③経営者(=作問者)の視点に立った解答を作成する
当たり前のことですが、診断士は経営者の味方であり、助言内容をを実行するのは経営者と従業員です。ですから解答を作成する際には経営者(=作問者)の立場に寄り添い、従業員が実行可能な助言をしなければなりません。独り善がりのプロダクトアウトで上から目線の助言では、たとえその内容に妥当性があっても受け入れてもらえるはずがないのです。よく合格者が言っている、「与件に素直に解答する」というのと同じです。この視点を常に意識して解答を作成するようになってから、内容の質がかなり向上しました。
④事例Ⅳ対策
まわりの受験生の結果を見ても(私の初年度の結果からも)、事例Ⅳは他の受験生と差を付けられる大きなポイントです。特に初学者と経験者では、後者に有利になる科目です。毎日少しずつでも問題を解いて実力を維持向上させることが重要です。「事例Ⅳを制する者が試験を制す」。
⑤解答プロセスの確立
そして安定解答を作成する為に、自分なりの解答プロセスを確立することが重要です。
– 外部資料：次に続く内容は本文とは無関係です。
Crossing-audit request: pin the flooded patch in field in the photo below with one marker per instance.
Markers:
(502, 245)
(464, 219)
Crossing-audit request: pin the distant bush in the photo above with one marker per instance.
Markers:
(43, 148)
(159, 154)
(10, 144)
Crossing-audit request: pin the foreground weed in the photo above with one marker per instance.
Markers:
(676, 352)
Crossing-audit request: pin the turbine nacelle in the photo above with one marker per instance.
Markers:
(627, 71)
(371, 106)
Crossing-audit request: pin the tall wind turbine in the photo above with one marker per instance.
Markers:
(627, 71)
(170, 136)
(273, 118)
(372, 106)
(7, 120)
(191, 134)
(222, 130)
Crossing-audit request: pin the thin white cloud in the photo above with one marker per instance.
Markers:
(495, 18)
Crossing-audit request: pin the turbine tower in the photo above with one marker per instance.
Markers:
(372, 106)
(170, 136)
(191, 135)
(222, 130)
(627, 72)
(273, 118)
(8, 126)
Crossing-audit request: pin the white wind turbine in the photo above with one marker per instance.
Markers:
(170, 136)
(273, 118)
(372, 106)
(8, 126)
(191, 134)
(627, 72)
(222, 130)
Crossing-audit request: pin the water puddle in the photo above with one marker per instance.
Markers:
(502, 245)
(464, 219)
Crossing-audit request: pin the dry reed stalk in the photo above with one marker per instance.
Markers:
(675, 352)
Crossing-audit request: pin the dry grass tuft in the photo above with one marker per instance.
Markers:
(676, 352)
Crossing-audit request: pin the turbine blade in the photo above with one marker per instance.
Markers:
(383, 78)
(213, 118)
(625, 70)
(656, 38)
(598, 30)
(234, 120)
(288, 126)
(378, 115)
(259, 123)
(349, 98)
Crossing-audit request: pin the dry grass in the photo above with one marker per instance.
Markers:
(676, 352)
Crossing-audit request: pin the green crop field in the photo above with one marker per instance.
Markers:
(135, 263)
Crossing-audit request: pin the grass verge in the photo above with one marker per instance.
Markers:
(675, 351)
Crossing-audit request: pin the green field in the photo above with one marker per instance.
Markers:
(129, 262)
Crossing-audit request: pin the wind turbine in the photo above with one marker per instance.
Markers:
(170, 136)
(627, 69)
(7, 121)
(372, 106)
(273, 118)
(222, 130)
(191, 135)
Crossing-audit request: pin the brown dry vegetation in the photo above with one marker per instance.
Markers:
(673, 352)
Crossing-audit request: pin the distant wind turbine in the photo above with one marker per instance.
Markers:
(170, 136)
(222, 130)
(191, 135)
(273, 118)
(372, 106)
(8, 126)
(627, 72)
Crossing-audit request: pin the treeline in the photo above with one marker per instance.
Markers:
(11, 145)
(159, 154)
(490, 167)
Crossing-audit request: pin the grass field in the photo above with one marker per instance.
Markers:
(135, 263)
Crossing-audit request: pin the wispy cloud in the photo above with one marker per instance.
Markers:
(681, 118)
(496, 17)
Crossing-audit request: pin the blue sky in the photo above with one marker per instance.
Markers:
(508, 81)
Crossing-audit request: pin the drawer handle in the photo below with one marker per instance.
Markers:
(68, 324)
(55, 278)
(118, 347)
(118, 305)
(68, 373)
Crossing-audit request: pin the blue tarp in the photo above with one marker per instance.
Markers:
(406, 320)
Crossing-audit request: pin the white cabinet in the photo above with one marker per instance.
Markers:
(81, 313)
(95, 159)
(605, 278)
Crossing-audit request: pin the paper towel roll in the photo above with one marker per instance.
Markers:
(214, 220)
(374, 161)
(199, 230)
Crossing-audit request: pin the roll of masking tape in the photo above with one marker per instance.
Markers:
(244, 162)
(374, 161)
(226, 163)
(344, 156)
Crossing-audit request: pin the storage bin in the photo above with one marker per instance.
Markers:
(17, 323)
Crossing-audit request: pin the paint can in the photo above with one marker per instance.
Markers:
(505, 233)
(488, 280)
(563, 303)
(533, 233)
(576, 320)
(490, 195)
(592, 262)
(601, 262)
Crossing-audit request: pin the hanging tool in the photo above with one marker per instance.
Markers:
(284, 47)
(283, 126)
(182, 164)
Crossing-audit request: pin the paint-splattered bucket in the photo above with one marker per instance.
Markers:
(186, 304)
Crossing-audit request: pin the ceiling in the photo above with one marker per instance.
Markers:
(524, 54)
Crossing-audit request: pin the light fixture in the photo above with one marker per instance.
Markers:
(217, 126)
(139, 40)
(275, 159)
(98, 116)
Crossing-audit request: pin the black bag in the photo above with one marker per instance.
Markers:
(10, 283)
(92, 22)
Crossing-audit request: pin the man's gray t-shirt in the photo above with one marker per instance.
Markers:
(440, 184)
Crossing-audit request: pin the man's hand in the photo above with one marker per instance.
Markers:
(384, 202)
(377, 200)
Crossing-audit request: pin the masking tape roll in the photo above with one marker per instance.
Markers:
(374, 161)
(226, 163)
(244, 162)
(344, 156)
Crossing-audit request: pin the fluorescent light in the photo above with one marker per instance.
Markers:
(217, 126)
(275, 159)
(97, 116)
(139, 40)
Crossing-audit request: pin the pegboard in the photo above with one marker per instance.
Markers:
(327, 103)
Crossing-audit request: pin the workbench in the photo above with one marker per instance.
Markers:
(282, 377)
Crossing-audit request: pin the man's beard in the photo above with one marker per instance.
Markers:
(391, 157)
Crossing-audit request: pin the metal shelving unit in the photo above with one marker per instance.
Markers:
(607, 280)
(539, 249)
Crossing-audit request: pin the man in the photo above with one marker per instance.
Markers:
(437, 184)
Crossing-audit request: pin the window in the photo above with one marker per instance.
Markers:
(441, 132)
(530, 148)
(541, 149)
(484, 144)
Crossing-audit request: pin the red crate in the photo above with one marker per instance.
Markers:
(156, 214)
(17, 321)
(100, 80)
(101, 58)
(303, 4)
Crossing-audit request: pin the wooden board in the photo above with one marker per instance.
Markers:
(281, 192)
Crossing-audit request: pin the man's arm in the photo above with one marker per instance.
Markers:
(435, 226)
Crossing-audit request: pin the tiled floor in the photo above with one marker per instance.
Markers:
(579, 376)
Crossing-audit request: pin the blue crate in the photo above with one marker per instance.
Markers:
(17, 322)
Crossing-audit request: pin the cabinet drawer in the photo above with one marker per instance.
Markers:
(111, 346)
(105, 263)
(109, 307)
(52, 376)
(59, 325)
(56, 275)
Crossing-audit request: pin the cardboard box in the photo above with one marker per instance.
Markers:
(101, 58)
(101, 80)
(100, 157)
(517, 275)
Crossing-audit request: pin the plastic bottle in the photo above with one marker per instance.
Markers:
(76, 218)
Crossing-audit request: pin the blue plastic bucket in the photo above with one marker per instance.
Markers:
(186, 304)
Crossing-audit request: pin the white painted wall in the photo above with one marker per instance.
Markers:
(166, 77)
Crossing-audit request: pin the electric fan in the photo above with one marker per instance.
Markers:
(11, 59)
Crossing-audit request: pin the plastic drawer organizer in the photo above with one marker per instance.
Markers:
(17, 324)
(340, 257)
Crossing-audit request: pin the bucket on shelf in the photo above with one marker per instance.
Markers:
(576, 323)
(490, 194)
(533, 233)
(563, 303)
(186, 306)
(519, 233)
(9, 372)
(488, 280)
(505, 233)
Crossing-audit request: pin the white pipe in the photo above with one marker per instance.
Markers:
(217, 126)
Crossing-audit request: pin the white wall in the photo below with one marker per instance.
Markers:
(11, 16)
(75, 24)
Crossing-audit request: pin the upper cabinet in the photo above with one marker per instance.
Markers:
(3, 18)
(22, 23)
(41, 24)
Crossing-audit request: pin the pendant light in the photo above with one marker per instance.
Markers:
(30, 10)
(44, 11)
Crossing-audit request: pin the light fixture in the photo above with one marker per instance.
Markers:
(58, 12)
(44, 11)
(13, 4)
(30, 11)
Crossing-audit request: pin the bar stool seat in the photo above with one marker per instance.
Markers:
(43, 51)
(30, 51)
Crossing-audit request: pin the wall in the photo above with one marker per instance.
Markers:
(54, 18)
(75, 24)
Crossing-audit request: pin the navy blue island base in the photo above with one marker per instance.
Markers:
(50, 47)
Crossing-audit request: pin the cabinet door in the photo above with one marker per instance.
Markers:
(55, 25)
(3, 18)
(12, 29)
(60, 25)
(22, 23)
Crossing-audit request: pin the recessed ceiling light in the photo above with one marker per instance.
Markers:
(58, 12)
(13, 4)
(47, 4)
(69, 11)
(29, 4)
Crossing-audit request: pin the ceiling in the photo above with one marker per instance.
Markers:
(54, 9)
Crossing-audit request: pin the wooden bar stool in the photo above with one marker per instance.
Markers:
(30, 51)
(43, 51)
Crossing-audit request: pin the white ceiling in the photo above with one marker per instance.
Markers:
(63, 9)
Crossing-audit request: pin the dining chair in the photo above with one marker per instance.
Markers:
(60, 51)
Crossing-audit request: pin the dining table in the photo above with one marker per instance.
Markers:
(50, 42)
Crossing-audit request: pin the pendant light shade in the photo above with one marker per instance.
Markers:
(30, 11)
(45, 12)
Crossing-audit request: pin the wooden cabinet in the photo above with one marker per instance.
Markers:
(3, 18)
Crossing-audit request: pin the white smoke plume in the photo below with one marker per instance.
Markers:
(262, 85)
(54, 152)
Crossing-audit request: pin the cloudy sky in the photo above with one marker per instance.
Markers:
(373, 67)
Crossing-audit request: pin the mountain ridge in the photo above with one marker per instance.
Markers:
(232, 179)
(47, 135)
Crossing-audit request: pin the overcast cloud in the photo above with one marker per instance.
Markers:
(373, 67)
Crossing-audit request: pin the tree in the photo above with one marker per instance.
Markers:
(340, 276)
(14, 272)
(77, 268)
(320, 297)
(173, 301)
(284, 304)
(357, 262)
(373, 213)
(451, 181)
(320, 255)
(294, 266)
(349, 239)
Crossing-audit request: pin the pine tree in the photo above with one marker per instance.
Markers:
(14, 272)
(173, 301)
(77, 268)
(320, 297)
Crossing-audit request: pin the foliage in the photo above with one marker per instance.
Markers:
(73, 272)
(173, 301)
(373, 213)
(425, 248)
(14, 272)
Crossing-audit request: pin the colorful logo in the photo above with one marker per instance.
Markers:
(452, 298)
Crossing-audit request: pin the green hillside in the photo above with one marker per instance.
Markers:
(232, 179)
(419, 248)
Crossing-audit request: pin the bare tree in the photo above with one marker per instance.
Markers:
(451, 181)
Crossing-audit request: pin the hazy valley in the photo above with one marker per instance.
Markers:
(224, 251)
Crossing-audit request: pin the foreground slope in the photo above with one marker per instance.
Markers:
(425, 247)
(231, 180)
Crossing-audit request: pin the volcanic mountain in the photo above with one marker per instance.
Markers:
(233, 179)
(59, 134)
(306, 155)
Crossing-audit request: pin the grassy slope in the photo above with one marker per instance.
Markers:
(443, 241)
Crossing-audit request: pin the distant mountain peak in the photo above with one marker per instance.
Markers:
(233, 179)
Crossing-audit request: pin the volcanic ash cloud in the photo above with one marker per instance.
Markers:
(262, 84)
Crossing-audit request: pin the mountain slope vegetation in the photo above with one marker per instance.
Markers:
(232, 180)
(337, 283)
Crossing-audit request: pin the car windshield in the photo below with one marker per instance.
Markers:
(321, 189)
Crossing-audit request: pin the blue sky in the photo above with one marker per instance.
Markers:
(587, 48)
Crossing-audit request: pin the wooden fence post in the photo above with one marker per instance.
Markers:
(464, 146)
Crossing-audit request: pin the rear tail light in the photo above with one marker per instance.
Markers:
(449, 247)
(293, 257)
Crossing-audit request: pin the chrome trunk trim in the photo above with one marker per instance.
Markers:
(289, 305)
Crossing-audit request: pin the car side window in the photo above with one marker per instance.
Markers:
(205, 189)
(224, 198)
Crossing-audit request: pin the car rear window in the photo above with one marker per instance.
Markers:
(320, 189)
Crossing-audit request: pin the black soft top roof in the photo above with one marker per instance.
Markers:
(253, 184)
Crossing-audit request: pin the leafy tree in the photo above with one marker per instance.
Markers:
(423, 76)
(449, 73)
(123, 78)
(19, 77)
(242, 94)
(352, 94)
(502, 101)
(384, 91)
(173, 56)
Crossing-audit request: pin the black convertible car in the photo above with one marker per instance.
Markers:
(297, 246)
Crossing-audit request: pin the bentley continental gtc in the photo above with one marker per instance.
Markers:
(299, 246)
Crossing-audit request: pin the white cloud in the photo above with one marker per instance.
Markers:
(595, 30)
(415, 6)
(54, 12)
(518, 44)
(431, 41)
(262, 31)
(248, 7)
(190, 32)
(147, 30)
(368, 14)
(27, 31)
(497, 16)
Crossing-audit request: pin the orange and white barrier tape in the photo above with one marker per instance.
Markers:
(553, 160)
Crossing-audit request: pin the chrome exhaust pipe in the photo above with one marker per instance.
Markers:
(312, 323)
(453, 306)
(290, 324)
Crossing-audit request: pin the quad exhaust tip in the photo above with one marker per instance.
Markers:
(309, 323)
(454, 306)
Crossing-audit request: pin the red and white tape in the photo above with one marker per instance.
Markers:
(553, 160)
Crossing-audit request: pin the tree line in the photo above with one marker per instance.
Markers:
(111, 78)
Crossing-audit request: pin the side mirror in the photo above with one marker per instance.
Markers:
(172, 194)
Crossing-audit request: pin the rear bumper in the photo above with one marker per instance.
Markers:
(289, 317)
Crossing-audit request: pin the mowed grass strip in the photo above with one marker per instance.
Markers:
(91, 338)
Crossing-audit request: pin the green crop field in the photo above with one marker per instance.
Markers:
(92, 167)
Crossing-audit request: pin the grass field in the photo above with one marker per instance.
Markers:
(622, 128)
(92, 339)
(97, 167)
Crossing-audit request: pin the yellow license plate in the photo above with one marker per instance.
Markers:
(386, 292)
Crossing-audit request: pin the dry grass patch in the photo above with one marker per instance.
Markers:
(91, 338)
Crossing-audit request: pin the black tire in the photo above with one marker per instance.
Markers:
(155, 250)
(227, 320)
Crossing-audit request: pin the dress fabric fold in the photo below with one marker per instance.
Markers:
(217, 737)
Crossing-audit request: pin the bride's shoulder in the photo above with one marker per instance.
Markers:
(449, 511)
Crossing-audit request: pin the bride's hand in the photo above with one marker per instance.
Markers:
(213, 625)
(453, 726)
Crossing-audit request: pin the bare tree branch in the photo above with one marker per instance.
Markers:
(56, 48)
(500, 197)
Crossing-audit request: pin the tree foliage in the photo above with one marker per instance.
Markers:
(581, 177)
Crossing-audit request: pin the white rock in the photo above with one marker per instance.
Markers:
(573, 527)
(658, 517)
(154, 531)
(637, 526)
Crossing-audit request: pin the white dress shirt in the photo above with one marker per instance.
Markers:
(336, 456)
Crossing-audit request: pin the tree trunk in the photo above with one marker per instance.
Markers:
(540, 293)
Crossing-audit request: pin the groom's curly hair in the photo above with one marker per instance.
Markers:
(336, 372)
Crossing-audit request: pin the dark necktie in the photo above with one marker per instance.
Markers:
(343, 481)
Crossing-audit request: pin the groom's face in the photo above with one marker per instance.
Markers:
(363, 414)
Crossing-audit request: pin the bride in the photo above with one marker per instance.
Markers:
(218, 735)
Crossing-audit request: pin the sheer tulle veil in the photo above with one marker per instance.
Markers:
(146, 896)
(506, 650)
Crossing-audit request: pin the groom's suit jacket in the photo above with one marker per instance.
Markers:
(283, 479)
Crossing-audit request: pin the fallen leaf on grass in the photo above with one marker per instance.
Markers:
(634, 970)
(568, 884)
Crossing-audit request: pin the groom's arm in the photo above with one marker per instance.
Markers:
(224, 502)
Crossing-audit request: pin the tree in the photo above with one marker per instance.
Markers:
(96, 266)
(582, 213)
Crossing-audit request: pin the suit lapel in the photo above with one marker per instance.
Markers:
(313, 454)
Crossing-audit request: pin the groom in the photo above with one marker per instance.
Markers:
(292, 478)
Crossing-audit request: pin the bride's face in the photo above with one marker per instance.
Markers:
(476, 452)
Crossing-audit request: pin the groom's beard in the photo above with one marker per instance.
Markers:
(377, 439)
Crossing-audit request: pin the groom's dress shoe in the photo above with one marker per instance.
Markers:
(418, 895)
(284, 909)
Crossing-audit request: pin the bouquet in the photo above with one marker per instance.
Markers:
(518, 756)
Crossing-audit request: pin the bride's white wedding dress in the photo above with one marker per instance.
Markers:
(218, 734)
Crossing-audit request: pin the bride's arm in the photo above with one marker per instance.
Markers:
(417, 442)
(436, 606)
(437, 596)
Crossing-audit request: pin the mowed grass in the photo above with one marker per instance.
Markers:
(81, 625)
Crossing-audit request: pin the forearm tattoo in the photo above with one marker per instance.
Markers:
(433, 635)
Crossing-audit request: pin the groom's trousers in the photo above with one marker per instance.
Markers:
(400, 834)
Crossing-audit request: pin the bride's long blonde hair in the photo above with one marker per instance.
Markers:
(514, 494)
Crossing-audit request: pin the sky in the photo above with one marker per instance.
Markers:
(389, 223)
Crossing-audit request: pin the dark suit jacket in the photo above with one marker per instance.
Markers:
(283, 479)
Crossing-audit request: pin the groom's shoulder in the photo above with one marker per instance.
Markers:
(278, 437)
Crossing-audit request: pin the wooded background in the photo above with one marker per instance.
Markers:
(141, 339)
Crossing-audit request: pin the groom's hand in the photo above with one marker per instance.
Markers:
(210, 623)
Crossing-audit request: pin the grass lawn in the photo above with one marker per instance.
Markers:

私はPCを使って、知識の蓄積と絶え間ないプロセスの改善を行いました。
これから診断士を目指される皆さんへ
以上が私の合格体験記です。個人的な視点から書きましたので、参考にはならなかった部分や読みづらい点もあったかと思いましたが、最後までお読みいただきありがとうございました。ただし受験生の皆さんに知っておいてほしいことは、この試験はあきらめずに最後までやりきった人が合格するものであることです。これは私自身や、その他の合格者が証明しています。何度も繰り返しますが、最後まであきらめないことが最も重要です。
最後に
この合格は、この5年間は、私と一緒に勉強してくれた仲間、ご指導を賜った先生方、そしていつも私を支えてくれた妻のおかげです。この場をお借りし厚く御礼申し上げます。そして、これをお読みになった受験生の皆さんの合格を心から祈念すると共に、将来一緒に診断士活動ができる日が来ることを心待ちにしております。

 

 

========(合格体験記はここまで)=========
合格体験記、ありがとうございました。合格に大切なエッセンスが多数含まれていたことはもちろん、私も常々意識しているキーワードが随所にちりばめられており、個人的に大変共感する部分が多い内容でした。

 

特に多年度生にありがちな、「自分の方が正しい!」ではなく、「経営者に寄り添う」スタンスは、2次試験通過に際し、極めて大切な要素になります。そして診断士としてもこれからずっと大切な潜在意識になります。
それ以外にも、情報の一元化や過去問を複数回解くことで学びが深まること、再答案の作成など、大変興味深い内容が多数書かれています。すこし時間はかかったかもしれませんが、今回、合格すべき方が合格されたんだなと、体験記を拝見しながら感じております。本当におめでとうございます。実際の診断士として、これからのご活躍を祈願しております。